Adding Intra-Articular Growth Hormone to Platelet Rich Plasma under Ultrasound Guidance in Knee Osteoarthritis: A Comparative Double-Blind Clinical Trial


avatar Poupak Rahimzadeh 1 , avatar Farnad Imani ORCID 1 , * , avatar Seyed-Hamid-Reza Faiz 1 , avatar Mahmoud-Reza Alebouyeh 2 , avatar Damoon Azad-Ehyaei 2 , avatar Leila Bahari 2 , avatar Arash Memarian 2 , avatar Kyung-Hoon Kim 3

Pain Research Center, Iran University of Medical Sciences, Tehran, Iran
Department of Anesthesiology, Iran University of Medical Sciences, Tehran, Iran
Department of Anesthesiology and Pain Medicine, Pusan National University, Korea

how to cite: Rahimzadeh P, Imani F, Faiz S, Alebouyeh M, Azad-Ehyaei D, et al. Adding Intra-Articular Growth Hormone to Platelet Rich Plasma under Ultrasound Guidance in Knee Osteoarthritis: A Comparative Double-Blind Clinical Trial. Anesth Pain Med. 2016;6(6):e41719. doi: 10.5812/aapm.41719.



Intra-articular injections of platelet rich plasma (PRP) for the treatment of knee osteoarthritis have been shown to reduce pain and improve joint function. The aim of this study is to examine the joint function by adding intra-articular growth hormone to platelet rich plasma. This study was performed on the individuals with knee osteoarthritis and under ultrasound guidance.


Fifty four patients who were scheduled for ultra-sound guided intra-articular injection were enrolled in the study. The patients were randomly allocated to groups P (platelet rich plasma) and PS (platelet rich plasma and Somatropin). Group P and PS were injected with 5 mL of platelet rich plasma, and 4 IU growth hormone (Somatropin) added to platelet rich plasma, respectively. Intra-articular injection was performed in two steps; the onset of study and one month after. Knee joint function based on Western Ontario and McMaster osteoarthritis index (WOMAC) score at the baseline, 1 and 2 month later, and complications were evaluated.

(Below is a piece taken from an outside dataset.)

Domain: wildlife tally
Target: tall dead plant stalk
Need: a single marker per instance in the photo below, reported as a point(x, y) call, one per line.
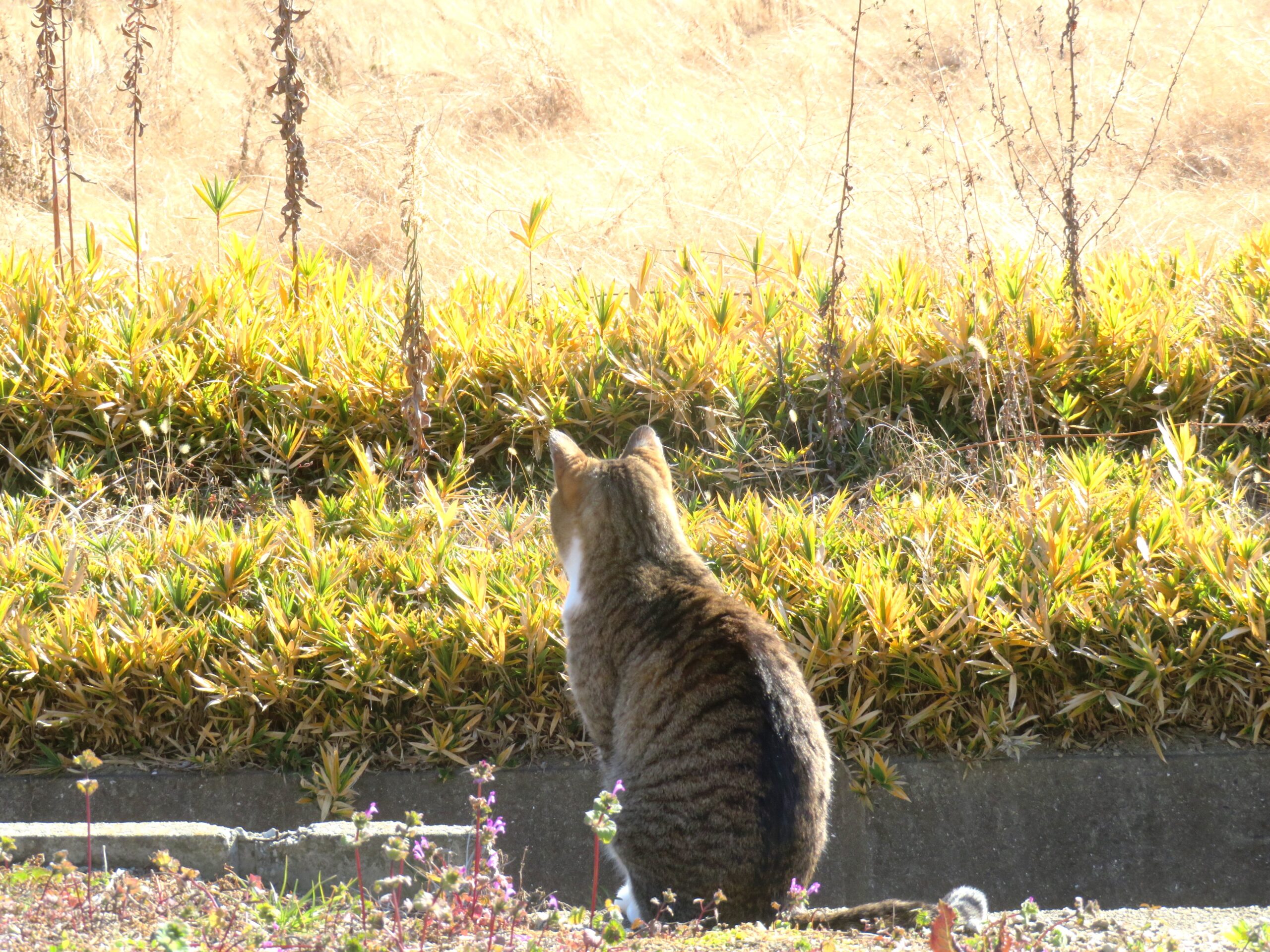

WOMAC score in both groups has been significantly reduced after injections (P = 0.030). WOMAC score reduction in group PS in first month was significantly higher than group P, but in second month 2, the difference between two groups was not significant (P = 0.235). No complication was observed.


These results showed that adding growth hormone to platelet rich plasma for intra-articular injection improved function of the osteoarthritic knee joint in short period of time.

1. Introduction

Knee osteoarthritis, as a progressive disease is one of the most common causes of pain, motor disorder and disability in the elderly (1-3). Non-surgical interventions for pain control of knee osteoarthritis include weight loss, exercise, changes in daily activities, physiotherapy, nonsteroidal anti-inflammatory drugs (NSAIDs), analgesics and intra-articular injection such as corticosteroids, hyaluronic acid, Growth hormone, dextrose and performing pulsed radiofrequency (4-9). Corticosteroids and NSAIDs are common medical treatments. However, the higher risk of gastrointestinal bleeding is a common systemic side effect of NSAIDs. Furthermore, intra-articular corticosteroid injection causes damage to the articular cartilage, higher incidence of secondary infection and other side effects which limit its consumption (10).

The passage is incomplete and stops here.